Overview: Remote Process ControlΒΆ

Pyacq implements a system for spawning and controlling remote processes through object proxies. This allows remote objects to be treated almost exactly as if they were local objects, with the exception that methods of object proxies may be called asynchronously.

The remote process control system consists of several components:

  • RPCServer uses ZeroMQ to listen for serialized requests to control the process by invoking methods, returning objects, etc. RPCServer instances are automatically created in subprocesses when using ProcessSpawner.
  • RPCClient sends messages and receives responses from an RPCServer in another thread, process, or host. Each RPCClient instance connects to only one RPCServer. RPCClient instances are created automatically when using ProcessSpawner, or can be created manually using RPCClient.get_client.
  • ObjectProxy is the class used to represent any type of remote object. Invoking methods on an ObjectProxy causes a request to be sent to the remote process, and the result is eventually returned via the ObjectProxy.
  • ProcessSpawner is used to spawn new processes on the same machine as the caller. New processes will automatically start an RPCServer, and an RPCClient will be created in the parent process.
  • Serializers (currently msgpack and json are supported) are used to encode basic python types for transfer over ZeroMQ sockets. Clients are free to pick whichever serializer they prefer. List of data types:
  • Logging tools that allow log records, uncaught excaptions, and stdout/stderr data to be sent to a remote log server. These are essential for debugging multiprocess applications.

The following simple example makes use of most of these components, although only ProcessSpawner and ObjectProxy are directly visible to the user:

from pyacq.core.rpc import ProcessSpawner

# Start a new process with an RPCServer running inside
proc = ProcessSpawner()

# Ask the remote process to import a module and return a proxy to it
remote_col = proc.client._import('collections')

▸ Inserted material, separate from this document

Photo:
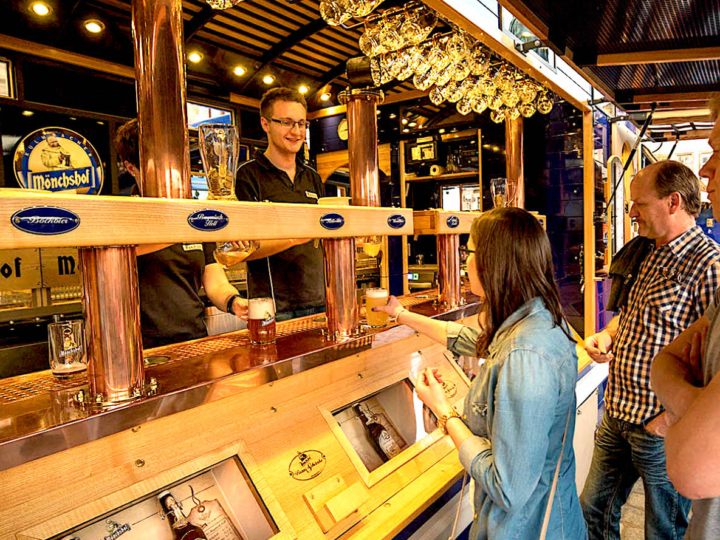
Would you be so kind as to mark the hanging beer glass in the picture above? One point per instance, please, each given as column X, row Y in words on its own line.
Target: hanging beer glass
column 220, row 151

# Create a new object (an ordered dict) in the remote process
remote_dict = remote_col.OrderedDict()

# Interact with the new object exactly as if it were local:
remote_dict['x'] = 1
assert 'x' in remote_dict.keys()
assert remote_dict['x'] == 1

Using object proxies allows remote objects to be accessed using the same syntax as if they were local. However, there are two major differences to consider when using remote objects:

First, function arguments and return values in Python are passed by reference. This means that both the caller and the callee operate on the same Python object. Since it is not possible to share python objects between processes, we are restricted to sending them either by copy or by proxy. By default, arguments and return values for remote functions are serialized if possible, or passed by proxy otherwise.

Second, remote functions can be called asynchronously. By default, calling a remote function will block until the return value has arrived. However, any remote function call can be made asynchronous by adding a special argument: _sync='async'. In this case, the function call will immediately return a Future object that can be used to access the return value when it arrives.